How to group appropriately

Hello, I have a set of bams, beds and readnum.txt files that I need to group by the sample and then process. Initially I start with this:

SAMTOOLS_MERGE.out.bam.mix(CREATEREADNUM.out.readnum).mix(CLIPPER.out.bed).view()
[[id:test1_signal, sample:test1, type:signal, single_end:false], test1_signal.bam]
[[id:test1_signal, sample:test1, type:signal, single_end:false], test1_signal.readnum.txt]
[[id:test2_signal, sample:test2, type:signal, single_end:false], test2_signal.bam]
[[id:test1_background, sample:test1, type:background, single_end:false], test1_background.readnum.txt]
...etc
[[id:test1_signal, sample:test1, type:signal, single_end:false], test1_signal.clip.peakClusters.bed]
..etc

Now I would like to group them by sample so that the next process acts on pairs of type:signal and type:background of the same sample.

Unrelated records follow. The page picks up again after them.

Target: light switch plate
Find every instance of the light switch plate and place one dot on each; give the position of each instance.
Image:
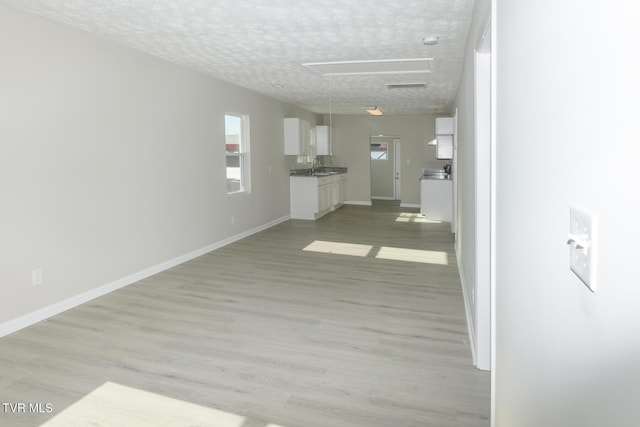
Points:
(584, 248)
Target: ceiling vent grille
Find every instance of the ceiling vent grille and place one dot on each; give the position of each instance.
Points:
(406, 85)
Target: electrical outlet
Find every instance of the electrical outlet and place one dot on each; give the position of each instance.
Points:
(36, 276)
(583, 240)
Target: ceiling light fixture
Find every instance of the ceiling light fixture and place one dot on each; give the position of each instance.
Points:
(430, 40)
(374, 111)
(406, 85)
(371, 67)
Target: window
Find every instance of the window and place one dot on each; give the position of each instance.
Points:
(379, 151)
(237, 152)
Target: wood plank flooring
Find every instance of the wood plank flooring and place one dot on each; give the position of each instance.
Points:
(271, 333)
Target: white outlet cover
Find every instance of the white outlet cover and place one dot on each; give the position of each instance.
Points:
(584, 256)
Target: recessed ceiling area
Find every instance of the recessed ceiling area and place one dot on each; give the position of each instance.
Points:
(262, 45)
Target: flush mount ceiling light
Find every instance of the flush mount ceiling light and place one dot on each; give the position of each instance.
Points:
(372, 67)
(374, 111)
(405, 85)
(430, 40)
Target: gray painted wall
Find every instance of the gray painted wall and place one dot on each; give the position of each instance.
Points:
(567, 134)
(113, 162)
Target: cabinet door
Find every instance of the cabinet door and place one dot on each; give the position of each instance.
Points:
(444, 125)
(297, 138)
(323, 141)
(444, 147)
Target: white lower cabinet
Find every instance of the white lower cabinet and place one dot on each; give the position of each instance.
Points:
(436, 199)
(315, 196)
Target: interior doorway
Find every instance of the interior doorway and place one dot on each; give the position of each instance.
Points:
(385, 168)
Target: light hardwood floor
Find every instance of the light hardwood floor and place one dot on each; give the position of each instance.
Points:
(270, 332)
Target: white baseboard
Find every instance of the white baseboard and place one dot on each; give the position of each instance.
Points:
(469, 313)
(21, 322)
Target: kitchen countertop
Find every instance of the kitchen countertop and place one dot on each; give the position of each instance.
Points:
(323, 171)
(436, 176)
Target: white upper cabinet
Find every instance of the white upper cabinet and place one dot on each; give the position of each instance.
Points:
(444, 126)
(324, 143)
(444, 147)
(297, 137)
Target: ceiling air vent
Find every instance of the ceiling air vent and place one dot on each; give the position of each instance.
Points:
(406, 85)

I do this like so (I know this is not the nicest code so suggestions appreciated), which seem to do things correctly:


   SAMTOOLS_MERGE.out.bam.mix(CREATEREADNUM.out.readnum).mix(CLIPPER.out.bed)
   .groupTuple(by: [0])
    .map {
      meta,result ->
      [meta, meta.sample, result[0], result[1], result[2] ]}
    .groupTuple(by: [1])
    .map {
     result ->      [[id:result[0].sample[0],single_end:result[0].single_end[0]],result[2],result[3],result[4]]}
    .set { ch_bamreadbed }
    ch_bamreadbed.view()

which gives me

[[id:test2, single_end:false], [test2_signal.bam, test2_background.bam], [test2_signal.clip.peakClusters.bed, test2_background.readnum.txt], [test2_signal.readnum.txt, test2_background.clip.peakClusters.bed]]
[[id:test1, single_end:false], [test1_background.bam, test1_signal.bam], [test1_background.readnum.txt, test1_signal.readnum.txt], [test1_background.clip.peakClusters.bed, test1_signal.clip.peakClusters.bed]]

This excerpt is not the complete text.